Data Visualizations Best Practices Tutorial

When to Use Line Plots

Line plots are often best to illustrate the change in a variable over time.

Unlike bar plots, I think the variable in line plots should not be a sum or count metric. For example, I would use a line plot for visualizing temperature data over time because temperature is just a single recorded value.

Import Modules

import pandas as pd
import matplotlib.pyplot as plt
%matplotlib inline

Example: Historic Weather Monthly Averages in San Francisco

I want to see the general trend of the change in temperature for the months in San Francisco, California.

Record Weather Data in Python Lists

average_lows = [46, 48, 49, 49, 51, 53, 54, 55, 55, 54, 50, 54]
average_highs = [57, 60, 62, 63, 64, 67, 67, 68, 70, 69, 63, 57]
months = [date.strftime("%b") for date in pd.date_range(start='1/2017', end='1/2018', freq='M')]

Plot Monthly Weather Data

df = pd.DataFrame({'month': months, 'average_high': average_highs,
                  'average_low': average_lows})
df.set_index('month').plot(kind='line', figsize=(8, 7), grid=True, style='o-')
plt.title("Historical Monthly Averages in San Francisco", fontsize=18, y=1.01)
plt.xlabel("Month", fontsize=13, labelpad=15)
plt.ylabel("Temperature (degrees Fahrenheit)", fontsize=14, labelpad=15)
plt.legend(fontsize=13);

png

Explanation of Historical Monthly Averages Plot

The coolest months in San Francisco tend to be December to February while the warmest ones tend to be June to October.

Example: Change in Height Over Time

As a child, when I did yearly checkups at my doctor's office, my doctor recorded my height.

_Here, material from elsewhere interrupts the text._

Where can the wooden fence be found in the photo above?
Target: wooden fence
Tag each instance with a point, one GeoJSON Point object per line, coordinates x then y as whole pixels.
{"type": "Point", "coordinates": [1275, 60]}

Below, I plotted fictional data of my height over time.

Create Data for Month-Year Values and Height

month_years = [date.strftime("%b %Y") for date in pd.date_range(start='12/30/1990', end='12/31/2013', freq='A')]
heights_inches = [7, 11, 15, 20, 25, 31, 38, 45, 51, 56, 60, 64, 68, 70, 72, 72, 72, 72, 72, 72, 72, 72, 72, 72]

Plot Change in Height Over Time

df2 = pd.DataFrame({'month_year': month_years, 'height_inches': heights_inches})
df2.set_index('month_year').plot(kind='line', figsize=(10, 8), grid=True, style='o-')
plt.title("My Height Over Time", fontsize=18, y=1.01)
plt.xlabel("Date (month year)", fontsize=13, labelpad=15)
plt.ylabel("Height (inches)", fontsize=14, labelpad=15);

png

Explanation of Height Over Time Line Plot

I grew very rapidly until about December 2002, then only grew a couple inches over the next two years, and by 2004, I stopped growing in height.